Sure we do. That's what regulation is all about. When someone sells me a
hotdog, I have the expectation that it does not contain sawdust as a filler.
When I buy a beef meat pie, I do not expect it to contain horse meat.

When I buy something which is sold shrink wrapped in a box in a retail store,
the expectation is that it is a copy of a copyrighted material, the same as
any other media. Instead you are buying into a contractual obligation. Selling
contractual obligations is not wrong, but selling them under the guise they
are also copyrighted goods is fraudulent at best.

Make people sign the EULA. No more click-throughs. That's the regulation I
want. Companies are taking advantage of consumers lack of legal expertise and
it's something government is supposed to protect us against.

------
columbo
Meh,

License, buy, these are really hard terms to nail down in the physical space
let alone the digital space. Does "Buy SimCity Today" mean they are selling
the entire company, source code, single executable, dvd or a digital download?

I don't see that changing anytime soon, and requiring more legalspeek is going
to just hurt all of us. What really is drm, can you say with confidence a
particular bit of software is 20% DRM or DRM free like you could with sodium
or dietary fiber?

Then there is the argument about whether or not the government should even be
involved. SimCity isn't a necessary good, it isn't
water/food/clothing/shelter, why are we forcing a business model that the
consumers seem generally indifferent about (they still buy it, even though
they complain about it). Shouldn't we be pushing individuals to 'speak with
their wallets' and not purchase SimCity? Isn't that the solution to everything
these days?

Here's what I think:

I hope these companies eat themselves to death. They'll keep pushing new and
creative ways to use DRM and every time they do they'll alienate 1% of their
consumer base. Their software isn't perfect, some innocent consumers will get
locked out of the system and they'll become rabid-anti-consumers.

I also hope that the indie game movement grows like the micro-brew industry
has over the last decade. I want to see more games, more companies and more
ideas: Machinarium, Zeno Clash, Minecraft, Limbo, Super Meat Boy, World of Goo
and the Kerbal Space Program. You may not like some of the creators of these
games, you may not like the games themselves but the variety all but
guarantees that you'll find something to like.
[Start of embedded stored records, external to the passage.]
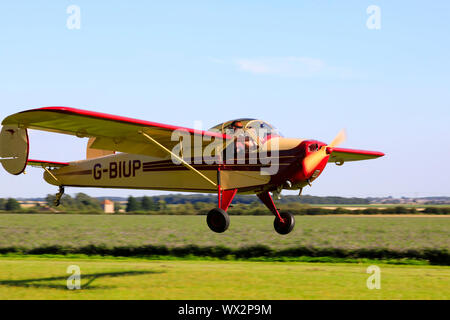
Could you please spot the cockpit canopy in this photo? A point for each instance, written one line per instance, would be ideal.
(254, 127)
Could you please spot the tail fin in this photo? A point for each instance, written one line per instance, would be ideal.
(14, 149)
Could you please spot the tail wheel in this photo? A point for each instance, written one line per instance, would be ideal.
(218, 220)
(287, 225)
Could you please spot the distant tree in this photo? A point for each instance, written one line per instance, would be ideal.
(12, 205)
(132, 204)
(147, 204)
(117, 206)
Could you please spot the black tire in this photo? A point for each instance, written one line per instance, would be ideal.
(287, 226)
(218, 220)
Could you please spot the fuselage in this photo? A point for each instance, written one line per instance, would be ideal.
(249, 174)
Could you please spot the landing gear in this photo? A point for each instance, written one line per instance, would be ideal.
(285, 226)
(284, 222)
(218, 220)
(59, 196)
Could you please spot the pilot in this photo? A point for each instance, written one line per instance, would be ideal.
(241, 140)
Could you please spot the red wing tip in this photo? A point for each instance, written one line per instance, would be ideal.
(49, 162)
(365, 152)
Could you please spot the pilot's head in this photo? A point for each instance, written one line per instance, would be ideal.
(236, 124)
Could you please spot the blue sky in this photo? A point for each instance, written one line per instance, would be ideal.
(308, 67)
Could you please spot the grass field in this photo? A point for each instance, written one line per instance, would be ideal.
(109, 278)
(397, 233)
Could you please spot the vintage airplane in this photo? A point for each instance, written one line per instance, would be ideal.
(136, 154)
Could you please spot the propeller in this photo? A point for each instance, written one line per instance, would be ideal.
(311, 161)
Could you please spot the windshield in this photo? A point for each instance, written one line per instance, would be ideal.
(257, 127)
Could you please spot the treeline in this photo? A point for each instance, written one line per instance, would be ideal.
(248, 199)
(9, 204)
(201, 204)
(433, 256)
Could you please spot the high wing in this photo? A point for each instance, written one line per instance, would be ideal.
(110, 132)
(344, 155)
(47, 164)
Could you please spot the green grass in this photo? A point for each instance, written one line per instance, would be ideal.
(350, 233)
(107, 278)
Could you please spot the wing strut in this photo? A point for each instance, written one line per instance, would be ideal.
(183, 162)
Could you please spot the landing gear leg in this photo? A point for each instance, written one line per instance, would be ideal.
(284, 222)
(59, 196)
(218, 219)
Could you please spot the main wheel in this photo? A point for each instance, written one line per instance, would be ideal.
(287, 225)
(218, 220)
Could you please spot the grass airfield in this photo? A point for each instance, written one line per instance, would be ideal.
(45, 277)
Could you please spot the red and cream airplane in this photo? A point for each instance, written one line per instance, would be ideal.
(245, 156)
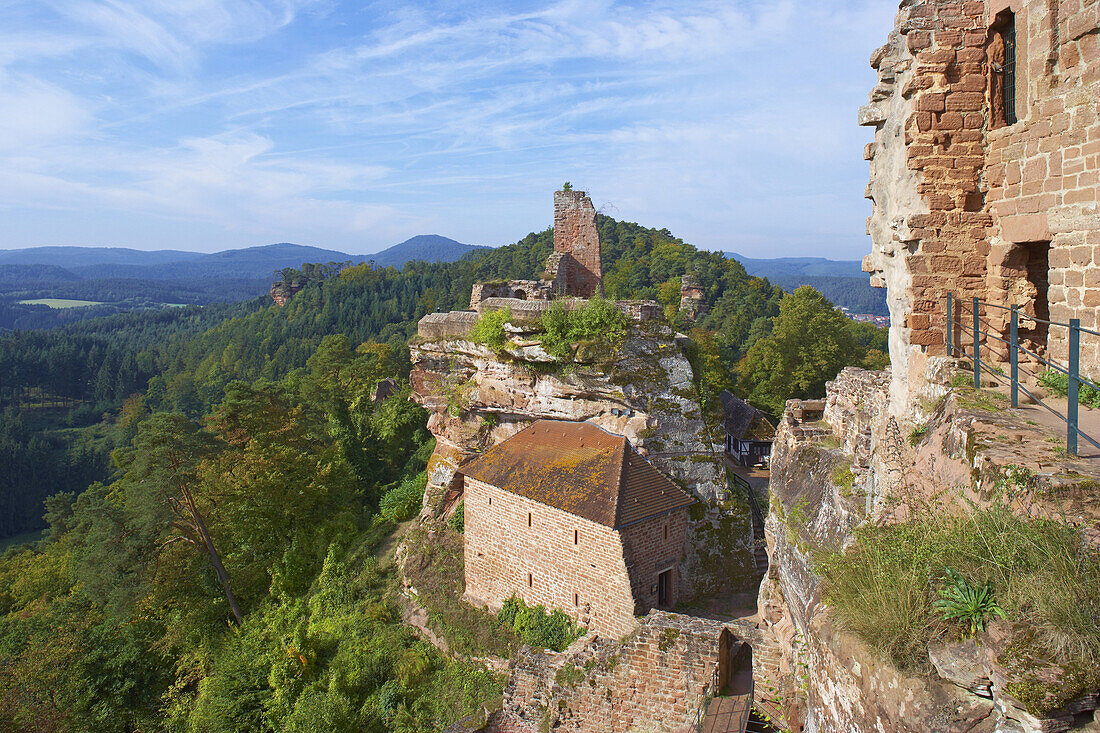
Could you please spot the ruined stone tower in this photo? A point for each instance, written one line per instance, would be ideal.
(985, 174)
(575, 265)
tl,td; Spend less time worry about wording, more time investing in indie game
devs.

------
tempaccount9473
NYC has mandated that calories be printed on the menu in the same font size as
the name of the product.

So here's a better idea for software sales:

For software licencing/sales, the terms and conditions of the purchase must be
printed before the name of the product in the same font size as the name of
the product. If buying a video game encumbers me with a clickwrap licence
containing 17,000 words of dense legalese, then let them sell it on a box 300
ft tall.

------
fludlight
Licensing is still to difficult for Joe Sixpack to comprehend. Renting is a
clearer term.

------
brownbat
Instead of changing the name, how about making sure licensed digital "goods"
receive all of the legal protections afforded other goods: warranties, first
sale, the whole package.

Those concepts have a legal origin because we believed consumers actually had
some rights that you shouldn't be able to simply whisk away just because you
are a more powerful negotiator. Apparently we decided those basic protections,
enshrined by both code and common law, are overrated for an emerging sector of
the economy. It was an odd conclusion, decided in a funny way where no citizen
nor Senator ever cast a vote and where the open policy discussion on this core
economic issue was muted and invisible.

It's time to stop pretending nothing changed.

The solution is a completely unsexy thing: we need to revise the
classification of goods in the intro to the UCC, the "Universal Commercial
Code," then get states to actually adopt it. We need to completely re-examine
the way goods are distinguished from services at common law so that selling a
piece of software with no support agreement is a good while mowing a lawn
stays a service.

This isn't the moonshot of legal theory, we should be able to handle it
without completely breaking society.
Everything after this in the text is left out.